Further, the above bolded contradicts what Thomas said.
Yup. No contract until the seller accepts the offer to buy either by action or by the happening of the event the seller specifies as acceptance. ("I accept the first 'I'll take it" posted in this thread.)
Our society has taken years to work out the best rules for when a deal is made and what the terms of the deal are. As you point out, practical considerations may mean that breaking those rules has no consequence, but having no rules means no one knows for sure what's going on.
Example. You decide that you accept an offer to buy only by payment and the first payor gets the deal. But when does "payment" occur? The law has an answer, but that's "legal nonsense." So is "payment" when you physically get the money order, when you "cash" the money order, or when the money can no longer be pulled back by cancelling the money order?
And if I was the first to post say "I'll take it," and someone beats me to "payment" by using PayPal a day later instead of a money order, he gets the knife because he "paid first"? Sort of a race to "pay" with you as the arbiter at some point. (And when are you "paid" by PayPal? When the buyer can no longer file a case to get a refund on a phony "Goods not received" claim?)
Obviously, I think society's rules are the way to go. They still leave the seller in control if he is clear about the terms. Clearly, you think otherwise.
If the buyer does not pay, the legal nonsense says he has repudiated the contract and the seller has no obligation to deliver.

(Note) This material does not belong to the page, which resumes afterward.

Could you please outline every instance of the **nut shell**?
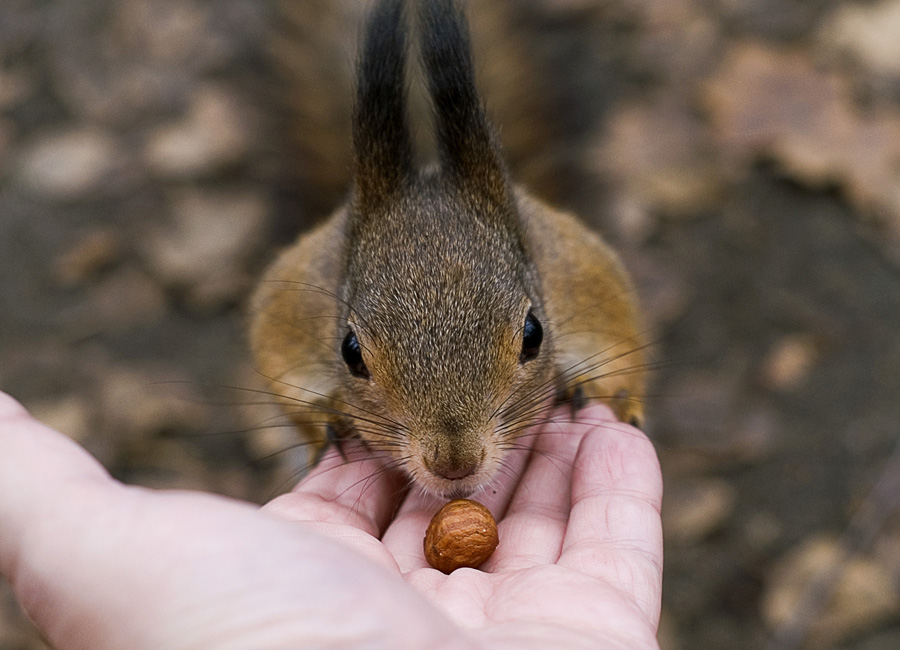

I don't know how you would know that a person is or is not "legally allowed" to purchase a given knife - or receive it across state lines (all those automatics that are illegally shipped from state to state and are subject to confiscation as contraband). I think a legally-binding representation that the offeror is "legally allowed" ("by offering to buy, you represent") should do. You should be protected if, down the road, the excrement hits the rotary device -- unless someone can prove you knew better. More of that legal stuff.